Published Sep. 4, 2005

Doctors testing a new treatment for heart attacks said Sunday they have restored life to seemingly dead heart muscle by seeding it with cells borrowed from patients' own thigh muscles or bones.

The idea is to find an alternative to transplants for people whose hearts are so damaged that they fail to pump blood forcefully enough. Heart failure is a growing health problem that afflicts an estimated 5-million people in the United States alone.

Two years ago, a French doctor described a novel alternative: He put millions of immature skeletal muscle cells into the badly damaged heart of a 72-year-old man. His heart began to pump more powerfully, although it was unclear whether the benefit came from the new cells or from coronary bypass surgery he received at the same time.

That physician, Dr. Philippe Manasche of Bichat Hospital in Paris, has now repeated the approach on 10 patients, and similar experiments are being conducted by teams in the United States, Germany, England and Poland.

Preliminary but encouraging data on these experiments were reported Sunday at the annual scientific meeting in Chicago of the American Heart Association. Doctors said the shifted cells can live inside the heart's dead scar tissue and show at least some signs of contracting like the original heart muscle.

"This is quite exciting and definitely new," said Dr. Timothy Gardner of the University of Pennsylvania, who is not involved in the studies.

For now, all that researchers can say for sure is that the transferred cells take root and flourish in dead areas of the heart. Whether they make the heart pump more forcefully remains to be proven, although researchers say they see encouraging evidence this may happen.
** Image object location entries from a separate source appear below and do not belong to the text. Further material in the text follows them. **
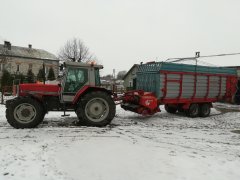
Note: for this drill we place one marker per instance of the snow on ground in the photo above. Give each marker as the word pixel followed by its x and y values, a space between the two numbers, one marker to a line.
pixel 164 146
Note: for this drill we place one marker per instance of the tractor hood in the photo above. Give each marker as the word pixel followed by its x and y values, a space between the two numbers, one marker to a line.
pixel 39 89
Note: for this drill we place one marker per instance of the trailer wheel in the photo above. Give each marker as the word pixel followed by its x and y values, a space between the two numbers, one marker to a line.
pixel 205 110
pixel 170 109
pixel 193 110
pixel 24 113
pixel 96 109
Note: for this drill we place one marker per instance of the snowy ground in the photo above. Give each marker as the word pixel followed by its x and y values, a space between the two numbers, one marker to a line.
pixel 164 147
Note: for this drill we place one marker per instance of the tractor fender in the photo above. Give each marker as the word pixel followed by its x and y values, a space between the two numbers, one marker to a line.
pixel 87 89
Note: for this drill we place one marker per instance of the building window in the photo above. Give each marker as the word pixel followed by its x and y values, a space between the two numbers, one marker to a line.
pixel 130 83
pixel 18 67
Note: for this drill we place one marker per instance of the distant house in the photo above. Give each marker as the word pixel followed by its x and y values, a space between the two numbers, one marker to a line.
pixel 238 70
pixel 18 60
pixel 130 78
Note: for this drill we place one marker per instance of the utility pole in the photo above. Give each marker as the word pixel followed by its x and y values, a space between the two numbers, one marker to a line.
pixel 44 75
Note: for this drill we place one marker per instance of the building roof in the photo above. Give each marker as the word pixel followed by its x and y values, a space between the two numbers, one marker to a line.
pixel 26 52
pixel 130 70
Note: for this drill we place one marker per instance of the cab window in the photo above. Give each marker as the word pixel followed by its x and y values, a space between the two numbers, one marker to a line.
pixel 76 78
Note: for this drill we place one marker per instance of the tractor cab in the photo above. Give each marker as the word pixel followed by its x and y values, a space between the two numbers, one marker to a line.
pixel 76 76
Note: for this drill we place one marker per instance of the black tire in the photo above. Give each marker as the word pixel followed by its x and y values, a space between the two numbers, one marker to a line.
pixel 193 111
pixel 170 109
pixel 205 110
pixel 24 113
pixel 96 109
pixel 180 109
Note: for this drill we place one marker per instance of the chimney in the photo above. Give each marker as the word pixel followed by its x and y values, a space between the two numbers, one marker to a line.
pixel 7 45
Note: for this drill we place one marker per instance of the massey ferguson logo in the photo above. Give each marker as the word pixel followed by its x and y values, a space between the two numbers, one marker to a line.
pixel 148 102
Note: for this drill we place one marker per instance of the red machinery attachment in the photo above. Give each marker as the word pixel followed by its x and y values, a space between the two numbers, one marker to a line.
pixel 140 102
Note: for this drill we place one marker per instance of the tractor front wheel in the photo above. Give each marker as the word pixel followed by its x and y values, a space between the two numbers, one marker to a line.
pixel 24 113
pixel 96 109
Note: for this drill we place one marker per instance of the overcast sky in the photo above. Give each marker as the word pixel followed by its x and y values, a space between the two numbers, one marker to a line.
pixel 123 32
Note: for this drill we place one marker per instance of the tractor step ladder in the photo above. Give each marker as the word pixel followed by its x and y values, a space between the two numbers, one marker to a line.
pixel 64 111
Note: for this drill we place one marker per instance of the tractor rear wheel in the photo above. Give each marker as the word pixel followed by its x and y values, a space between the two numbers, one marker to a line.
pixel 24 113
pixel 96 109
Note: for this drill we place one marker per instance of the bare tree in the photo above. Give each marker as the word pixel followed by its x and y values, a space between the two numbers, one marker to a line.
pixel 121 74
pixel 75 50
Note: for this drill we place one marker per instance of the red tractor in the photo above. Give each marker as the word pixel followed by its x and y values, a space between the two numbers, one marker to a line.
pixel 79 91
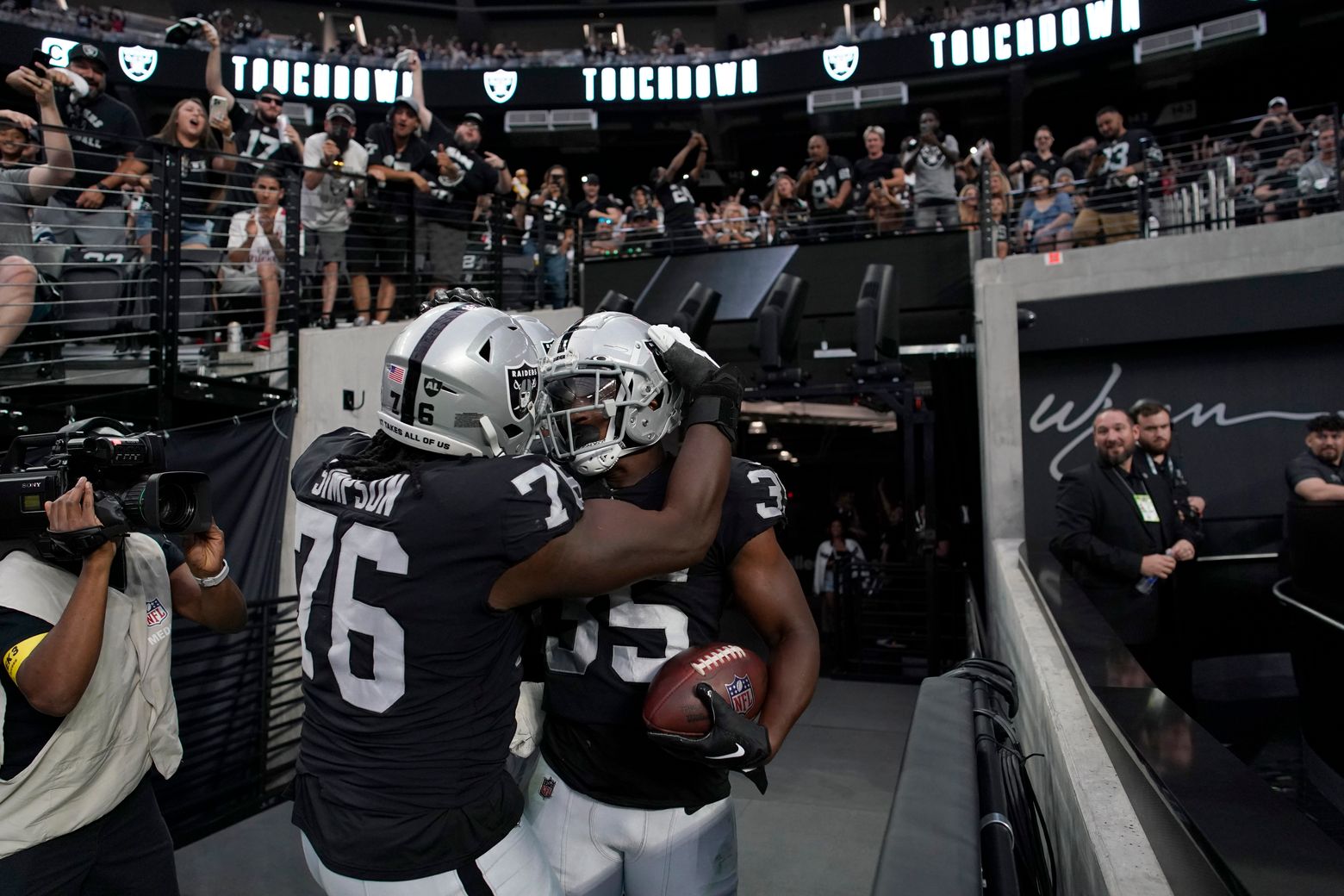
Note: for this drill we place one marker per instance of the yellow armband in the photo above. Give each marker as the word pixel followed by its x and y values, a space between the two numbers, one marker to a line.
pixel 15 656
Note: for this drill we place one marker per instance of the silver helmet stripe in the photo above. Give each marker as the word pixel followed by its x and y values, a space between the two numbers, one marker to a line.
pixel 415 362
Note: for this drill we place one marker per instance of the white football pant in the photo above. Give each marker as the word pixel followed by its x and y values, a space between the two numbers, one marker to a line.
pixel 607 850
pixel 513 867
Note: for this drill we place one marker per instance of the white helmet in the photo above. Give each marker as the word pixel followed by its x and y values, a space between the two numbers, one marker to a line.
pixel 605 394
pixel 540 333
pixel 461 381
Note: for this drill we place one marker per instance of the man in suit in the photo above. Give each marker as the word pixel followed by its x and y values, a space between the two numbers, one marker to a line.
pixel 1116 526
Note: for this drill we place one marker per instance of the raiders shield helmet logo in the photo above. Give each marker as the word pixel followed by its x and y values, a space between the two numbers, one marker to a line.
pixel 501 85
pixel 137 62
pixel 522 389
pixel 840 62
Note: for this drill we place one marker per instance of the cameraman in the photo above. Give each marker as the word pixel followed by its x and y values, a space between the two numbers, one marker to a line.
pixel 89 703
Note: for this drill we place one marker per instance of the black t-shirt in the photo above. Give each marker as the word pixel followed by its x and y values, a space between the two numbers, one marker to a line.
pixel 825 185
pixel 678 203
pixel 791 215
pixel 26 730
pixel 602 652
pixel 1048 165
pixel 604 203
pixel 451 201
pixel 410 677
pixel 1308 466
pixel 549 222
pixel 262 143
pixel 870 170
pixel 101 132
pixel 199 182
pixel 1132 148
pixel 391 204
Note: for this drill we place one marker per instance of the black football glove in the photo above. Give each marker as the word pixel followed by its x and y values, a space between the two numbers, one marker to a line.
pixel 734 742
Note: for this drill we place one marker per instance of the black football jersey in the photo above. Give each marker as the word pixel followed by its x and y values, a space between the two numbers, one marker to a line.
pixel 678 203
pixel 602 653
pixel 825 185
pixel 410 677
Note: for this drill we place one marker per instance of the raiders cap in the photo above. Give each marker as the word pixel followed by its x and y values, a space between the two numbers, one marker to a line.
pixel 340 110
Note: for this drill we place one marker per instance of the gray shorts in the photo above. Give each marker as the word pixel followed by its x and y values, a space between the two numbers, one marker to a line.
pixel 324 246
pixel 443 247
pixel 93 227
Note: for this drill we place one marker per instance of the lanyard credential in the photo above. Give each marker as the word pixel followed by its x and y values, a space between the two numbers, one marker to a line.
pixel 1147 509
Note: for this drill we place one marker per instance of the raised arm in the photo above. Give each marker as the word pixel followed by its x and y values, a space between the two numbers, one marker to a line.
pixel 58 171
pixel 418 90
pixel 700 158
pixel 55 673
pixel 218 606
pixel 678 160
pixel 616 543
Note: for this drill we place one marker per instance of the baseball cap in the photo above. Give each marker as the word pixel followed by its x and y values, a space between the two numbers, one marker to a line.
pixel 89 53
pixel 340 110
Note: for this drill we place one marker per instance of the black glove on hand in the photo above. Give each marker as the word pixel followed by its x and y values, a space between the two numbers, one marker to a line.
pixel 718 401
pixel 734 742
pixel 688 364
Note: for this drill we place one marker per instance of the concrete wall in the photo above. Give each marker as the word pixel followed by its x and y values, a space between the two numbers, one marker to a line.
pixel 1303 245
pixel 1099 843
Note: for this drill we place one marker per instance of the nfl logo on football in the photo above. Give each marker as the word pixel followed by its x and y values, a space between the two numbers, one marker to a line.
pixel 741 694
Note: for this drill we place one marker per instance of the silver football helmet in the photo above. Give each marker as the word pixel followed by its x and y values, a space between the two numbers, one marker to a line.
pixel 461 381
pixel 605 394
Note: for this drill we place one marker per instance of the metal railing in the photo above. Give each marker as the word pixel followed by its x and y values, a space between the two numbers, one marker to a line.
pixel 196 271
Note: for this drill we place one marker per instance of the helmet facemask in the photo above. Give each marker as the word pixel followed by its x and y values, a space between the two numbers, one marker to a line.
pixel 597 411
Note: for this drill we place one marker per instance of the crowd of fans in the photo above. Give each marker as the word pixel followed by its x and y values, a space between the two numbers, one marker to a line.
pixel 245 31
pixel 364 194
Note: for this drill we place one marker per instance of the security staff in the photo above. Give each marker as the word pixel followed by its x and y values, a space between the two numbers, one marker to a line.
pixel 1154 454
pixel 89 704
pixel 1118 533
pixel 1316 473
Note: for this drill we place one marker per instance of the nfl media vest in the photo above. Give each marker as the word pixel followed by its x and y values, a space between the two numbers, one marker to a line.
pixel 127 718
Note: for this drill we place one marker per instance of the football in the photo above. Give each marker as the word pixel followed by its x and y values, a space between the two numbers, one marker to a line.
pixel 738 675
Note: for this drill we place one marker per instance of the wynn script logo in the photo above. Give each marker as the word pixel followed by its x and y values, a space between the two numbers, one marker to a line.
pixel 1062 420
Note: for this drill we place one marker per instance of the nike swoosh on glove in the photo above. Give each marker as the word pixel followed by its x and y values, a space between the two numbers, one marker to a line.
pixel 687 362
pixel 734 742
pixel 528 716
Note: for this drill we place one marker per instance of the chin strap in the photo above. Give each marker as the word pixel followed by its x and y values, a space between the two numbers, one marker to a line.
pixel 79 543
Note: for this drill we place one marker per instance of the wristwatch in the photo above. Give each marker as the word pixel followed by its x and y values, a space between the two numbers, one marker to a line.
pixel 210 582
"The results so far support the hypothesis that these cells will do some good. It gives us a reason to go on," said Dr. Francis Pagani of the University of Michigan.

Pagani is working with Dr. Nabil Dib of the Arizona Heart Institute, whose team tested the approach on 16 patients getting either coronary bypasses or temporary pumps to keep them alive until they could have heart transplants.

Ordinarily, the heart pushes out more than half of its blood with each beat. Dib's patients had such bad heart failure that their hearts pumped just 23 percent. After the bypasses and cell injections, this improved to 36 percent, although it was impossible to say how much, if any, of the new strength resulted from the extra cells.

Like Manasche, Dib's team begins with immature muscle cells, called myoblasts, obtained from the patients' own thighs. These are grown in test tubes until millions are available. Then they are injected into parts of the heart that died during heart attacks.

"We clearly showed living tissue in the injected scar," Dib said. "If this proves efficacious, we will improve the quality of life of our patients and their survival. This will replace heart transplants."

Dr. Tomasz Siminiak of the University School of Medical Science in Poznan, Poland, tested the same approach on 10 patients. Improved contraction was seen in scarred areas of the heart within a month of the procedure.

Both Manasche and Siminiak found that patients needed drugs to prevent potentially lethal heart rhythm disturbances in the months following the injections, although this hazard appeared to go away with time.